A study has found “evident bias” in how some football commentators describe darker-skinned players.
The study conducted by Danish research firm RunRepeat in association with the Professional Footballers’ Association found 62.6 per cent of praise regarding a player’s intelligence was aimed at those with lighter skin, while 63.33 per cent of criticism for a player’s intelligence was aimed at those with darker skin tones.
The findings also show that 60.4 per cent of praise for work rate was directed at lighter-skinned players.
The study looked at a total of 80 matches played in the Premier League, Italy’s Serie A, LaLiga in Spain and Ligue 1 in France this season. The study looked at 2,073 statements made by broadcasters speaking in English working for media outlets in the United Kingdom, the United States and Canada.

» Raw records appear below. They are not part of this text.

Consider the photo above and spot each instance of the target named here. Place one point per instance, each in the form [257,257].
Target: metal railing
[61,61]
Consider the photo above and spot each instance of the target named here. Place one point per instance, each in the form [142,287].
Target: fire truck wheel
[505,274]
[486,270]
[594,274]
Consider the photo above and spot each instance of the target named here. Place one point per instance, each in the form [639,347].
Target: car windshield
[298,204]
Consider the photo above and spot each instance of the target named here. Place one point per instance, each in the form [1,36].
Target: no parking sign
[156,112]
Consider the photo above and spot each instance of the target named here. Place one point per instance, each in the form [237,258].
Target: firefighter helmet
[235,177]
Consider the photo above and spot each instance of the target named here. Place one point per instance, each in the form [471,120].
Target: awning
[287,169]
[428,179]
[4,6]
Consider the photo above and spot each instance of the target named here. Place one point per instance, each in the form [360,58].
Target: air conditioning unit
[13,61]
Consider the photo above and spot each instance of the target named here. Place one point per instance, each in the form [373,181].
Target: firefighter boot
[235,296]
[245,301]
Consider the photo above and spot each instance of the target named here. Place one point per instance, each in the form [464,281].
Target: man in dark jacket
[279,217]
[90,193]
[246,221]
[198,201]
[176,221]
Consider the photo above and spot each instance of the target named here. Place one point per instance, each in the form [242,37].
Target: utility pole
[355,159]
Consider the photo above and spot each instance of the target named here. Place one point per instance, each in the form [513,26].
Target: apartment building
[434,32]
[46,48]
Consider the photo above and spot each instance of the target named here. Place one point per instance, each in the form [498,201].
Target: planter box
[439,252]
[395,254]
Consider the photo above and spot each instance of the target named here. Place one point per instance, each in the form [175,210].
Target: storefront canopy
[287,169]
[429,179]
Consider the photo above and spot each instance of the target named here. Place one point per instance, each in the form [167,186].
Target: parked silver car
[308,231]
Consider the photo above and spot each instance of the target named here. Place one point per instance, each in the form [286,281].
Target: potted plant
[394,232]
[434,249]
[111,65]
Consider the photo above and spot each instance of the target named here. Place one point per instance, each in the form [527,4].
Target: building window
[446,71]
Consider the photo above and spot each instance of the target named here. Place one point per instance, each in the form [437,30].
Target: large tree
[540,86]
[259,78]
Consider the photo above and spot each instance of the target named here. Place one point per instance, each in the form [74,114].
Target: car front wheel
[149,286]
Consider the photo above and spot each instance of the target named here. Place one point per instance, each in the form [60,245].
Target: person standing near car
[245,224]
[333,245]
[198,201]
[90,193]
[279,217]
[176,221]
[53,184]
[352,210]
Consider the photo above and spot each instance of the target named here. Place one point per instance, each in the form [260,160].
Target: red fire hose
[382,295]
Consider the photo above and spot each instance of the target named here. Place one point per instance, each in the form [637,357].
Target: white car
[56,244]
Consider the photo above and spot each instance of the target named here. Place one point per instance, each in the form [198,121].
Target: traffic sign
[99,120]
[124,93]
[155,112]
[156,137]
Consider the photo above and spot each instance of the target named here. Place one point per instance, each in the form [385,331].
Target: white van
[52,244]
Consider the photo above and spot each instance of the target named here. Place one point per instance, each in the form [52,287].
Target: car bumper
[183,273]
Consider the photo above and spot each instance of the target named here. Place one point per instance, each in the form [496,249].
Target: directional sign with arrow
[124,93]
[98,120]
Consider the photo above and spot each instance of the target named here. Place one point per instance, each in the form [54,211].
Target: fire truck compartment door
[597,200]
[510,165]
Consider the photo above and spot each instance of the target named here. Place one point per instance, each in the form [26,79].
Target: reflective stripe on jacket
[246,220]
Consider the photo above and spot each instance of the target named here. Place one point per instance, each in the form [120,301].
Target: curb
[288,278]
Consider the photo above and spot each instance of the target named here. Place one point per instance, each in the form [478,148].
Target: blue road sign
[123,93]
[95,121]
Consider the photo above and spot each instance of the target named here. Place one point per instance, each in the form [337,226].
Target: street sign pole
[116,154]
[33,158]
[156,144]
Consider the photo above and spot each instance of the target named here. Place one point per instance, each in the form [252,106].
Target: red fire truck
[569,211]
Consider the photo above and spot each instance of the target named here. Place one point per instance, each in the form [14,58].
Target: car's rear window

It also said that commentators were 6.59 times more likely to talk about a darker-skinned player in reference to power, and 3.38 more likely to talk about darker-skinned players in reference to speed.
Skin tone was determined by the scale used on the Football Manager 2020 game, with those between one and 11 in the lighter-skinned group and those between 12 and 20 classified as darker-skinned.
“To address the real impact of structural racism, we have to acknowledge and address racial bias. This study shows an evident bias in how we describe the attributes of footballers based on their skin colour,” PFA equalities executive Jason Lee said.
“Commentators help shape the perception we hold of each player, deepening any racial bias already held by the viewer.”
Lee believes it is vital for media organisations to offer unconscious bias training to their staff, and to promote diversity so that “ears are open” within the organisation to challenge those who slip into such bias.
“If you haven’t got people to bounce ideas off and to listen to what’s being said, and you haven’t got an open ear, how are you going to understand that what you’re doing is offending people if nobody is there challenging you and telling you, ‘That’s not right’,” he said.
Lee also suggests these descriptions can even impact on an individual’s ability to work in coaching or management when their playing career has finished.
“When you’re playing football and someone is painting the picture that you’re powerful, you’re quick, you’re aggressive – I mean they’re great traits to have, but you’re not saying ‘industrious, intelligent, creative’, you’re not using that terminology,” he said.
“Already it’s living up to that stereotype of black athletes – you can’t always say that a black athlete is going to be quick and is going to be strong.
“If you keep stigmatising people and saying this, that and the other, how is that athlete going to go from the training and playing field and be taken seriously as maybe a coach, a manager or another position of power?”
The report adds: “Players have been unified in their support of the Black Lives Matter movement, sending a strong message about equality.
“However, the players themselves still have to navigate systemically racist structures, despite their significant platforms and professional success. This racial bias study makes the nuances of that structure apparent.
“We now need everyone in football, including commentators and broadcasters, to consider the part they play in furthering implicit bias towards people with darker skin tones.”